Another friend who is able to buy property miles from office shocked his wealthy boss, who lived close to work, by revealing how much he had saved on train tickets by working from home during the pandemic.
And there was a boss who invited his team to his growing home for a morning meeting and ushered them into a place that wasn't a dining room, or a kitchen, but a “breakfast room”, a place entirely dedicated to breakfast. bigger than many of his guests' rooms, none of whom had ever heard of such a room before.
I was reminded of all this when I came across a recent international study that helps explain why these times are happening – and why they may soon become more common.
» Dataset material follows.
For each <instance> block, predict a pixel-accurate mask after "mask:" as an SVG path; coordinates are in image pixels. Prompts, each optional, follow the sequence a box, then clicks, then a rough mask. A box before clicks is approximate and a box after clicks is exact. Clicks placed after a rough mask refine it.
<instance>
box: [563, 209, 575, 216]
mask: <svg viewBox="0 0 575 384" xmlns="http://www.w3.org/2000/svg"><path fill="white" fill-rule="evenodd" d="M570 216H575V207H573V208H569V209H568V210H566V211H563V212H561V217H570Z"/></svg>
In developed countries in Europe, Asia and North America, wealthy workers are on the rise separated from the poor.
Within industries and within private companies, there has been a “significant reduction in the exposure of high-income earners to low-income earners”, say the authors of the book. The Great Divide paper published at the end of last year.
Consider France. In 1994, 1 percent of French wage earners worked in positions where 9 percent of their peers were in the highest wage bracket. In 2019, that 9 percent share nearly doubled to 16 percent.
In the Netherlands in 2006, the top 10 percent of employed workers accounted for about 25 percent of their co-workers' earnings. By 2020 that percentage has increased to 30 percent.
The higher the level of wage workers, the less likely they are to mix with the lowest paid workers.
There are many reasons why this is happening, starting with the decline in industrial activity. Factory life brings blue-collar workers together with managers, engineers, supervisors and managers. It is different within a bank, an insurance firm or a software developer.
Outsourcing or outsourcing tasks such as data entry or clerical roles increases fragmentation, by removing chunks of low-wage workers from the office.
So is the rise of digitalization, which is making low-paying jobs far away. This trend underscores why the distribution of wealth can be determined for growth.
The paper's research began several years ago, says co-author Professor Halil Sabanci of the Frankfurt School of Finance & Management.
This was before ChatGPT and other forms of advanced artificial intelligence were introduced to the workplace. Sabanci thinks it's reasonable to expect AI to accelerate the already digitized division of labor.
All this can have serious political consequences.
Sabanci and his colleagues suspect that the marginalization of high-class people in the workplace may have helped create resentment among poor workers who read or hear about the lives of high-income earners, but rarely see or interact with them.
“This situation can increase feelings and experiences of being left behind, neglected, and misunderstood,” they wrote, adding that this could help drive Trumpism and other forms of populism in Europe.
The division of voters between wealthy capitals or coastal cities, and regions that are struggling has certainly been a factor in a series of recent elections, from the 2016 Brexit vote to the presidential battles in the US and France.
In 1988, Jean-Marie Le Pen's share of 15.6 percent of the vote in the Paris region was almost identical to the 14.4 percent he received elsewhere, write some of the paper's authors. previous research.
Three decades later, support for the far-right leader's daughter, Marine Le Pen, has dropped to 12.5 percent in Paris but has risen to 27 percent elsewhere – almost double her father's share.
This change is certainly not due solely to the increased separation of high-wage workers from the rest of the workforce. But it's easy to see that this bias could have fueled change, and may be about to accelerate it.